= WGAViewer =

WGAViewer is a bioinformatics software tool which is designed to visualize, annotate, and help interpret the results generated from a genome wide association study (GWAS). Alongside the P values of association, WGAViewer allows a researcher to visualize and consider other supporting evidence, such as the genomic context of the SNP, linkage disequilibrium (LD) with ungenotyped SNPs, gene expression database, and the evidence from other GWAS projects, when determining the potential importance of an individual SNP.

==Introduction==

===Functions===

WGAViewer currently offers several classes of annotation of the GWAS results:

(1) Overview of WGA results allowing
- zooming in/out
- searching for gene/SNP
- top hits sorting with individual SNP annotation

(2) Genic annotation of WGA results with explicit reference to:
- align results with the latest genome build
- gene/transcripts context
- linkage disequilibrium context

(3) Annotation for SNPs :
- LD score for all HapMap SNPs in specified region
- association with specified gene expression
- SNP function information

(4) Gene/SNP finding :
locating and annotating specific genes, SNPs, or LD proxies for SNPs, and aligning the results with the latest genome build.

(5) Evidence from multiple scans.

(6) Supporting/QC databases:
displaying supporting information, for example, HWE P values, effect size, effect direction, QC scores, or other user-customized data.

===Language===

WGAViewer is developed on the Java platform.

===Authors===

WGAViewer is developed and maintained by Dr. Dongliang Ge and Dr. David B. Goldstein at Duke University, Institute for Genome Sciences & Policy, Center for Human Genome Variation.

==Applications==

A number of GWAS projects used the WGAViewer software tool.

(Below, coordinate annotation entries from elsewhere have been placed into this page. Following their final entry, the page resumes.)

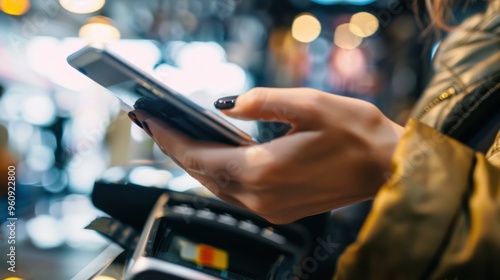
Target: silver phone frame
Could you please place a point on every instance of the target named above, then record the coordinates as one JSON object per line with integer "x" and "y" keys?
{"x": 90, "y": 54}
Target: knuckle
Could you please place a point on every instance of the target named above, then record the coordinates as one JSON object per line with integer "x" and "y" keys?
{"x": 191, "y": 162}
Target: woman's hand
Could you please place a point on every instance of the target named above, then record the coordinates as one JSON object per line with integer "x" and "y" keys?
{"x": 337, "y": 153}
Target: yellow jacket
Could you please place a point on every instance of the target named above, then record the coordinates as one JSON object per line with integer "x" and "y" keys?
{"x": 437, "y": 218}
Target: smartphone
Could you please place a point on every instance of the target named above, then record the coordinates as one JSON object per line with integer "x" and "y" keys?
{"x": 139, "y": 90}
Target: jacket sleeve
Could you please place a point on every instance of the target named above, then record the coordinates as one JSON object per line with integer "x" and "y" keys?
{"x": 438, "y": 217}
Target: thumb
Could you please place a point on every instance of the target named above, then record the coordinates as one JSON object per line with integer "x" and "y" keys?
{"x": 289, "y": 105}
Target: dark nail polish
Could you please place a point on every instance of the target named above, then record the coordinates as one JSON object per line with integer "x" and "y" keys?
{"x": 133, "y": 117}
{"x": 225, "y": 103}
{"x": 145, "y": 126}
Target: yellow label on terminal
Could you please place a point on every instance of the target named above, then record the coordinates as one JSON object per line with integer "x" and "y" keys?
{"x": 205, "y": 255}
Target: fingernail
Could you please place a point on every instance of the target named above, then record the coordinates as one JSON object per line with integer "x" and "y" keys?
{"x": 225, "y": 103}
{"x": 133, "y": 117}
{"x": 145, "y": 126}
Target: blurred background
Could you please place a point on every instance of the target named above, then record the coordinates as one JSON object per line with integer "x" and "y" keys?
{"x": 62, "y": 132}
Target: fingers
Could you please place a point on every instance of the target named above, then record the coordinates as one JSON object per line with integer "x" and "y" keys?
{"x": 215, "y": 160}
{"x": 290, "y": 105}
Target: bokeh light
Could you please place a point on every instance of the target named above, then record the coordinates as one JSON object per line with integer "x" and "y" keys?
{"x": 15, "y": 7}
{"x": 306, "y": 28}
{"x": 363, "y": 24}
{"x": 98, "y": 30}
{"x": 82, "y": 6}
{"x": 345, "y": 39}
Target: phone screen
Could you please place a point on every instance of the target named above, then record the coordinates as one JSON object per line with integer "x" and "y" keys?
{"x": 138, "y": 90}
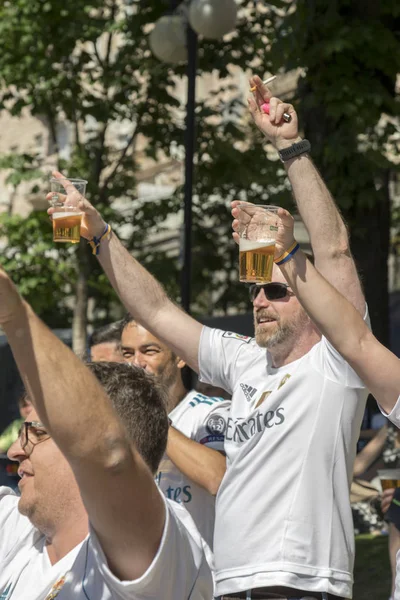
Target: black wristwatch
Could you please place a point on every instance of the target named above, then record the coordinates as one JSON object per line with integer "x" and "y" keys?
{"x": 294, "y": 150}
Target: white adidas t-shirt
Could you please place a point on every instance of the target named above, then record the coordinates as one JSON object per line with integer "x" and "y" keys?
{"x": 179, "y": 570}
{"x": 283, "y": 512}
{"x": 202, "y": 419}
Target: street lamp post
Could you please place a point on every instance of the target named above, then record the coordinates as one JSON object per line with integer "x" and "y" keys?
{"x": 212, "y": 19}
{"x": 190, "y": 137}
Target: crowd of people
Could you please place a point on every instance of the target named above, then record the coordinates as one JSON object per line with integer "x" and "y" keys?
{"x": 134, "y": 487}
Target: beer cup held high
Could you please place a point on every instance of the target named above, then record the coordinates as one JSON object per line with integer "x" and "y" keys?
{"x": 258, "y": 226}
{"x": 67, "y": 217}
{"x": 389, "y": 478}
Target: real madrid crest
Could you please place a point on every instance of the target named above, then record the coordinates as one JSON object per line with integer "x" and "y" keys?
{"x": 216, "y": 424}
{"x": 56, "y": 589}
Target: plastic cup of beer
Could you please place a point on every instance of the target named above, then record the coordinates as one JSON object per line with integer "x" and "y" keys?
{"x": 389, "y": 478}
{"x": 258, "y": 227}
{"x": 67, "y": 216}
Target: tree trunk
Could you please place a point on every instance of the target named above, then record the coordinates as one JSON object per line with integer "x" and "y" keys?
{"x": 361, "y": 190}
{"x": 79, "y": 321}
{"x": 370, "y": 244}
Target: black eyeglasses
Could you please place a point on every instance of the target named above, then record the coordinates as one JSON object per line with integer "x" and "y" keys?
{"x": 32, "y": 432}
{"x": 272, "y": 291}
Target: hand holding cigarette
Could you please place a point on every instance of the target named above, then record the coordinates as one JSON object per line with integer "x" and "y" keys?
{"x": 276, "y": 119}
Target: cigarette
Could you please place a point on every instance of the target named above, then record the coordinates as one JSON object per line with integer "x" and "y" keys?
{"x": 265, "y": 82}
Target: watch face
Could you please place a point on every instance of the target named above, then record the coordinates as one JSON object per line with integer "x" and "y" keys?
{"x": 295, "y": 150}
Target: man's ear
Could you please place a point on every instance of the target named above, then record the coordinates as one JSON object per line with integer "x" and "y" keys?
{"x": 180, "y": 363}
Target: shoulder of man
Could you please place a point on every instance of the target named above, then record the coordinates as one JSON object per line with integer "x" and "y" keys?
{"x": 208, "y": 416}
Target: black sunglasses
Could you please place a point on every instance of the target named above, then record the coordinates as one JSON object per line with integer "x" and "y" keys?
{"x": 272, "y": 291}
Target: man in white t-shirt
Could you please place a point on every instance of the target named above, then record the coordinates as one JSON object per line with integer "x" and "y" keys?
{"x": 283, "y": 521}
{"x": 90, "y": 521}
{"x": 194, "y": 463}
{"x": 338, "y": 320}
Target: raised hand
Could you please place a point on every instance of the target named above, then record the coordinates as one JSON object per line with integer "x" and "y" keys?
{"x": 92, "y": 222}
{"x": 280, "y": 133}
{"x": 242, "y": 214}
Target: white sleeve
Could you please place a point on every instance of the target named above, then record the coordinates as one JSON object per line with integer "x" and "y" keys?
{"x": 219, "y": 357}
{"x": 327, "y": 360}
{"x": 179, "y": 569}
{"x": 13, "y": 525}
{"x": 393, "y": 416}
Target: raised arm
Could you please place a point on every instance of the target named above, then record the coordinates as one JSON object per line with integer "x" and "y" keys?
{"x": 205, "y": 466}
{"x": 338, "y": 320}
{"x": 140, "y": 292}
{"x": 112, "y": 477}
{"x": 328, "y": 233}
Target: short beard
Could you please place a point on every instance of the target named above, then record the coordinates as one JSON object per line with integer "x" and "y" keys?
{"x": 284, "y": 333}
{"x": 281, "y": 335}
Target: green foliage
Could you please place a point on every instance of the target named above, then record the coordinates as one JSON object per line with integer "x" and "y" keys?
{"x": 98, "y": 72}
{"x": 88, "y": 63}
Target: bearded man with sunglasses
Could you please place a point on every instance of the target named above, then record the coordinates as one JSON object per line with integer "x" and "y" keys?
{"x": 283, "y": 524}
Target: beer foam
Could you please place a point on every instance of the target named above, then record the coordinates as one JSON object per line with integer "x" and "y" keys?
{"x": 67, "y": 214}
{"x": 247, "y": 245}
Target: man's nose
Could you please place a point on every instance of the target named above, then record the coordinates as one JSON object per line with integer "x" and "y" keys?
{"x": 139, "y": 361}
{"x": 261, "y": 300}
{"x": 15, "y": 451}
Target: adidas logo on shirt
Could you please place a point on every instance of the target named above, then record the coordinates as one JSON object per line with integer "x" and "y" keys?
{"x": 248, "y": 391}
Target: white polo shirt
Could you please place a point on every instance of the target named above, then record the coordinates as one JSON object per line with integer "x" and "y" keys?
{"x": 283, "y": 512}
{"x": 179, "y": 569}
{"x": 394, "y": 417}
{"x": 202, "y": 419}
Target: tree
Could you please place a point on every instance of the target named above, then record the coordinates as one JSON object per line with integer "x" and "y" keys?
{"x": 347, "y": 101}
{"x": 98, "y": 73}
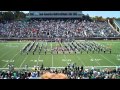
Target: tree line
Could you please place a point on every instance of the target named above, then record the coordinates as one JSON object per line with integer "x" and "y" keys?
{"x": 12, "y": 15}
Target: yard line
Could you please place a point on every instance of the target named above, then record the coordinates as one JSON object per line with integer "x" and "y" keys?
{"x": 95, "y": 61}
{"x": 23, "y": 61}
{"x": 38, "y": 58}
{"x": 64, "y": 54}
{"x": 11, "y": 59}
{"x": 80, "y": 60}
{"x": 5, "y": 54}
{"x": 108, "y": 60}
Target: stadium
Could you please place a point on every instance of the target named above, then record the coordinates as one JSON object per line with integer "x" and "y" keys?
{"x": 59, "y": 45}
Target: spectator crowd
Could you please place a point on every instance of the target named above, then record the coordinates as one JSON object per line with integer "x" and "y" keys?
{"x": 56, "y": 28}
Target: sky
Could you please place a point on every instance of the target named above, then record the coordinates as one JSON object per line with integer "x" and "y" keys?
{"x": 104, "y": 14}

One of these projects leads to the identification of the genetic variant predicting the hepatitis C treatment-induced viral clearance. The finding from that project, originally reported in Nature, showed that genotype 1 hepatitis C patients carrying certain genetic variant alleles near the IL28B gene are more possibly to achieve sustained virological response after the treatment of Pegylated interferon-alpha-2a or Pegylated interferon-alpha-2b (brand names Pegasys or PEG-Intron) combined with ribavirin. A later report from Nature demonstrated that the same genetic variants are also associated with the natural clearance of the genotype 1 hepatitis C virus.